The list of methods by which the government spies on you seems to grow exponentially by the day. Some people don’t know – others don’t care. They subscribe to tired old arguments like “Well, you can’t stop it or fight it so why bother?” or “They can spy on me all they want, they’ll just be bored.” These arguments reveal two issues: they expose a willful level of ignorance, and they show an unwillingness to learn. That’s an uncomfortable thing to hear for many people, but the fact is that those who dismiss the government and other types of surveillance for the reasons above might as well announce that they are lazy and unconcerned with blatant violations of their privacy – or anyone else’s, for that matter. There are two more incredibly insidious surveillance efforts underway as we speak. The chances are good that you deal with one of them daily. The other? Let’s hope you don’t ever have to.
Facebook’s Ad Engines
A lot of businesses use Facebook to advertise, and those ads come across your feed because Facebook, in its infinite wisdom, thinks you’ll click on it. How does Facebook know what you’ll choose? Every single thing you have ever clicked, posted, shared, or viewed gets cataloged and used to profile you. While you might feel a bit uncomfortable about that in the abstract sense, let’s examine exactly what Facebook has collected on you personally. You can go to your Facebook account and see for yourself – just go to https://www.facebook.com/ads/preferences.
Interestingly enough, Facebook says you can “take control over your ad experience.” That suggests that you are not currently in control of it – which is true, you’re not. Look at the first heading: Your Interests. These are the kinds of ads and other content you’ve explored before, and not necessarily just on Facebook. The list is paginated so be sure to go through all the tabs and subjects.
Scroll down a bit to Your Information, and you’ll see some disturbing things. The subheading About You is fairly standard and might be displayed on your public page anyway – marital status, employer, job title, etc. But click Your Categories, and suddenly you realize who Facebook thinks you are. All that data they’ve collected creates a profile used to peg more advertising to you – and it’s uncannily accurate. Here’s a list of some of the traits Facebook gathered about one person I studied:
- He was Likely to Engage in Political Debate (very conservative)
- He lives away from family members
- He has multiple children
- He’s the parent of a pre-teen
- He buys things online
- He donates to charities
- He likes to eat Italian food
- He works out
- He is a gun owner
Do you see the problem yet? That is a fraction of the information collected, and it’s used to not only decide who you are, but also what you can be predicted to think, say, do, or buy. For someone who may want to force you into an action, that’s a treasure trove of leverage and starting points for weakness manipulation.

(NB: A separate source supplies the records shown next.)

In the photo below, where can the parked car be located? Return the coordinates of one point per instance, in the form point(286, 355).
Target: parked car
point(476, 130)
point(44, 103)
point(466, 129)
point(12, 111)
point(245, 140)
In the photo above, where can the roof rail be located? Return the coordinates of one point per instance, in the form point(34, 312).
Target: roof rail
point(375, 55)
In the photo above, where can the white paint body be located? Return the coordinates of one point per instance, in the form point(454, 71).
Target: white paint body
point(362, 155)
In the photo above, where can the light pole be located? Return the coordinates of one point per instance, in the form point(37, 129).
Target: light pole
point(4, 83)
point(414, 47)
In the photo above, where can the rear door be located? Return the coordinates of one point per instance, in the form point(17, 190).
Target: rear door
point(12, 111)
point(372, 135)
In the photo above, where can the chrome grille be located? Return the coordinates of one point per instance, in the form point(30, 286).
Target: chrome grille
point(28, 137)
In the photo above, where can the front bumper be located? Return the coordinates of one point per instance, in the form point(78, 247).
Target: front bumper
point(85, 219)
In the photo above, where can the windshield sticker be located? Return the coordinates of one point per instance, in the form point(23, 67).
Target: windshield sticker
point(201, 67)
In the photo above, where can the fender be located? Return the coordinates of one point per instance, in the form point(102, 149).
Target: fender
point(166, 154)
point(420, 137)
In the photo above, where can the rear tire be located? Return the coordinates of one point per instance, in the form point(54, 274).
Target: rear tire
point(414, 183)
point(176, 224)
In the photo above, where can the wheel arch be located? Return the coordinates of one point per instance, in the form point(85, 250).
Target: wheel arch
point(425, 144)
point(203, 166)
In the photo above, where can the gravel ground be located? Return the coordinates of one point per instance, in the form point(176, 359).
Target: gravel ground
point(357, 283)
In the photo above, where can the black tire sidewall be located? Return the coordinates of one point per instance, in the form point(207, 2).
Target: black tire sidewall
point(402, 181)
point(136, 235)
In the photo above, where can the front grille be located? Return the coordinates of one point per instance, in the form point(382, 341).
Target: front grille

Some of us must maintain a Facebook page for work or some other reason. However, if you can get off the platform, consider doing so. If you simply cannot get rid of Facebook, please take the time to go into your ad preferences and at least look at the information they’re collecting. You can remove it from that page, but don’t be fooled. You’re not taking the information away from them. Once they have data, it’s there and will be used – so think about what you’re posting and with whom you’re interacting. If nothing else, stop clicking on ads in your feed. If you see something you’re genuinely interested in, go to your browser and visit it directly – don’t click on Facebook ads regardless of how impressive they look.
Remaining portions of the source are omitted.